L’ultimo elemento ci porta alla considerazione finale sullo stile della narrazione che avevo preannunciato: l’uscita di scena di Pietro è, per chi ama i congedi solenni, quanto di più deludente e sconcertante si possa immaginare: «uscito, se ne andò in un altro luogo». (Sembrano certe comunicazioni della sala stampa vaticana dei nostri giorni, quando annunciano che un vescovo viene rimosso!). Dove sia quell’altro luogo, Luca non lo dice e noi non lo sappiamo. Conosciamo ben poco della successiva vita di Pietro: sappiamo da Paolo della sua presenza ad Antiochia, Eusebio di Cesarea ci dice che viaggiò molto dall’oriente all’occidente, fino ad arrivare a Roma «all’inizio del regno di Claudio», cioè appunto nei primi anni quaranta. Per chi, al contrario, predilige le uscite di scena silenziose, da “servi inutili” che, dopo aver fatto tutto il proprio dovere, quando è ora se ne vanno senza dare nell’occhio, questo dileguarsi di Pietro all’orizzonte filmato da Luca è elegantissimo.

Per fare le cose ci vuole una ragione.

Frammento di una conversazione tra due ciclisti tutti bardati che mi hanno velocemente oltrepassato mentre camminavo questa mattina: «Quest’anno non ho fatto gli auguri a nessuno … gli altri anni li facevo io … quest’anno ho voluto vedere, e non si è mosso nessuno …».

Per fare le cose, anche le più semplici, anche le meno difficili, a noi uomini occorre una ragione. (Don Giussani avrebbe forse precisato: una ragione adeguata).
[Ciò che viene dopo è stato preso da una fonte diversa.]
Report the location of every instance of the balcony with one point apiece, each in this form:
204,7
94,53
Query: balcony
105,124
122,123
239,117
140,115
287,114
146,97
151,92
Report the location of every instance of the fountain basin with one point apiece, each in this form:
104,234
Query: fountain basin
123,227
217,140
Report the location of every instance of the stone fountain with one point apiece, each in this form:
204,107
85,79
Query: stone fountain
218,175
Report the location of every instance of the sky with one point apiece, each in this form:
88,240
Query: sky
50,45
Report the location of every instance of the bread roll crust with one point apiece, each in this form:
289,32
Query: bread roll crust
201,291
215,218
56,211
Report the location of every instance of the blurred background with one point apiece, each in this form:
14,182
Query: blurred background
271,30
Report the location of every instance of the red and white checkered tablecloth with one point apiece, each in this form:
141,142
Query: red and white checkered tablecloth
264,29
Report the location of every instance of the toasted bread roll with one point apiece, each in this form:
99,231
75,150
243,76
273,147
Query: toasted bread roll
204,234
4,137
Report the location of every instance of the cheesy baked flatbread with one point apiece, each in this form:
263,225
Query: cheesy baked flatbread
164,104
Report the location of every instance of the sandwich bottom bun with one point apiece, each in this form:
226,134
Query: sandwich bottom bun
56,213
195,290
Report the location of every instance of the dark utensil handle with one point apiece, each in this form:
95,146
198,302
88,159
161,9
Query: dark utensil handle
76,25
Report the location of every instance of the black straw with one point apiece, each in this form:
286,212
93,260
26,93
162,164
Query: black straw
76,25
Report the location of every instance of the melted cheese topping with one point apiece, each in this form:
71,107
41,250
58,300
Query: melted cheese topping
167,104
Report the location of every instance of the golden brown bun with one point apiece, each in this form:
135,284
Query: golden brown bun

Genus humanum arte et ratione vivit: è la nostra gloria, questa ed anche la nostra croce. L’uomo vive da uomo, e fa cose da uomo, solo se ha una ragione: se la ragione è buona, è possibile (o probabile) che anche la cosa sia buona; se la ragione è cattiva, è quasi certo – salvo che Dio non si metta in mezzo, come talvolta gli piace fare – che anche la cosa sarà cattiva. Ma comunque una ragione è necessaria. Spesso non basta: ci vuole anche un’affezione al motivo che la ragione riconosce per compiere l’azione, specialmente se questa è faticosa, molesta o pericolosa. E siccome l’affezione, vivissima nell’infanzia, si atrofizza col tempo se non viene coltivata, occorre talvolta un’ascesi che l’abbia resa abbastanza forte.

Se no, le cose finisce che non si fanno: neanche le più semplici, neanche le meno difficili. Che “ragione” hanno quasi tutti, oggigiorno, per farsi gli auguri? Per dire plausibilmente Buon Natale o Buona Pasqua, bisogna avere almeno la convinzione che Natale e Pasqua siano qualcosa di effettivo … e Buone Feste, come oggi improbabilmente molti si augurano, che cos’è mai se non un puro flatus vocis? Si può fare, naturalmente, per abitudine o per qualche altro motivo da niente … ma anche no.

Ecco, forse la china su cui scivola e lentamente si decompone la nostra società, si potrebbe etichettare con questa formula: “anche no”.

(Un giorno il ciclista tutto bardato magari si accorgerà di non avere ragioni adeguate neanche per fare tutta quella fatica e starà a casa a spippolare sulla tastiera).